New York City restaurants can now open indoor dining at 50% capacity. On Monday, public high schoolers will be back in class, while yoga and spin classes get up and running again. Shakespeare is returning to Central Park. And after a year where athletes played to empty stadium stands filled out with cardboard cutouts and digitally-inserted fans, New Yorkers will be allowed to attend sporting events in time for the opening day of baseball season.
The push to reopen these and other parts of the state’s economy comes at a surreal moment: just a year ago, New York slammed shut amid skyrocketing deaths, packed hospitals, and refrigerated trucks-turned-mobile-morgues—all in an attempt to stem the spread of the coronavirus. But now more than 7 million doses of three effective coronavirus vaccines have been deposited in the arms of people across the state. Tens of thousands of COVID-19 tests are run every day, while the infection rate, hospitalizations, and deaths are declining. All of which Governor Andrew Cuomo says is an indicator that it’s time to start the After Times.
“COVID's coming down, vaccine rates are going up. Start to look to the future aggressively and let's get back to life and living and get that economy running because it is safe,” said Governor Cuomo, at a press conference Thursday announcing that stadiums and arenas will soon be able to let fans back in the door.
Not everyone shares the governor’s optimism. Mayor Bill de Blasio said the state did not consult with City Hall in deciding to allow indoor fitness classes to reopen, and Cuomo’s recent announcements come amid multiple investigations and sexual harassment scandals involving his administration.
Epidemiologists say the truth likely lies somewhere in between. Rachael Piltch-Loeb, an associate research scientist at the NYU School of Global Public Health, thinks the question of what’s safe to do and what’s not is nuanced.
“If I was making a decision about which stadiums to be opening, it makes sense to focus on Yankee Stadium rather than Madison Square Garden, because we can feel a little bit more confident in people gathering in an outdoor setting,” she said.

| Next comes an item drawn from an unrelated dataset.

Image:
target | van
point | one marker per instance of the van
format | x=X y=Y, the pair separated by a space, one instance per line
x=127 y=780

Pitch-Loeb said it’s also important to consider the knock-on effects of aggressively reopening swathes of the economy. Reopening Yankee Stadium and Citi Field for ball games will mean reducing the hours that those venues can be used as mass vaccination sites. And while ticket holders are required to present proof of vaccination or a recent negative COVID-19 test, that could also lead to longer wait times for results as testing labs take on the increased demand.

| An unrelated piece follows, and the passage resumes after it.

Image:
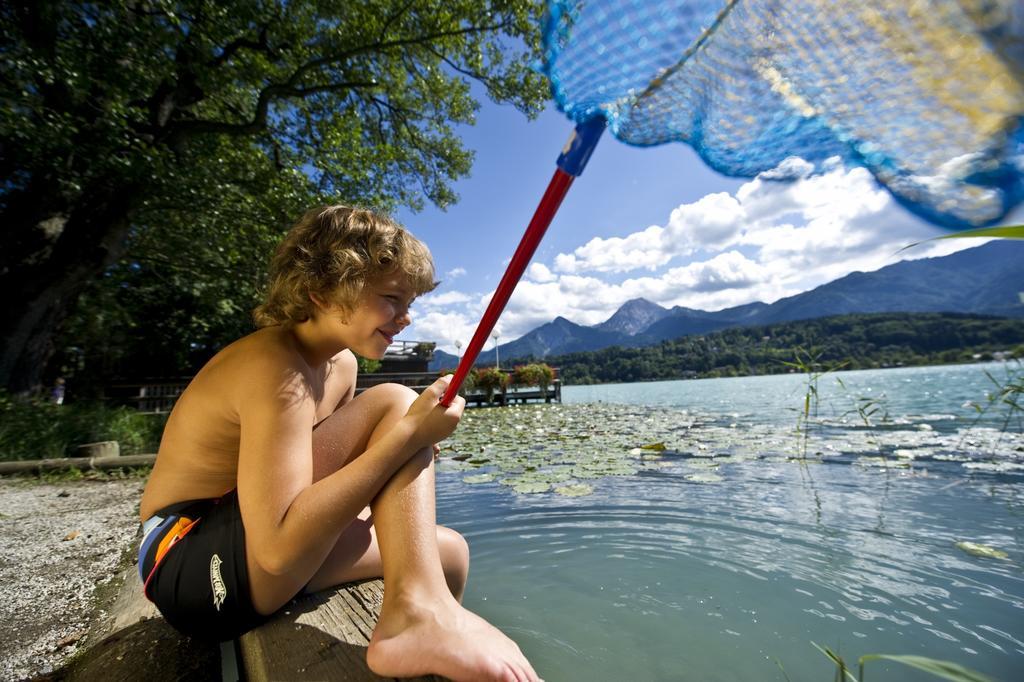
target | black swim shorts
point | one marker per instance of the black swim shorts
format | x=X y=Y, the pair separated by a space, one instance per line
x=193 y=564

CUNY School of Public Health epidemiologist Denis Nash agrees that things are much safer than they were at this time last year. He says reopening quickly is precarious, given that stadium gates and fitness center doors don’t stop the virus from spreading.

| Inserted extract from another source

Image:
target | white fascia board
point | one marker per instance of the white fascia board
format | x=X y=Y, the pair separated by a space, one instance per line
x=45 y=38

“We also need to keep in mind things that happened on the way to and from these events,” Nash said, “as well as the employees, the ticket takers, the people that are working in food vending areas that are coming into contact with a lot of people over the course of the event that we need to be very concerned about.”
The “gray area” of the moment comes through in the data, as well. While hospitalizations and deaths are declining, positivity rates across the five boroughs have more or less flattened to an average of just more than 6 percent.
“I still would encourage us to be incredibly cautious as we go about reopening,” said Piltch-Loeb. “But I also think that we need to have some perspective that we're not a hundred percent in a space of doom and gloom.”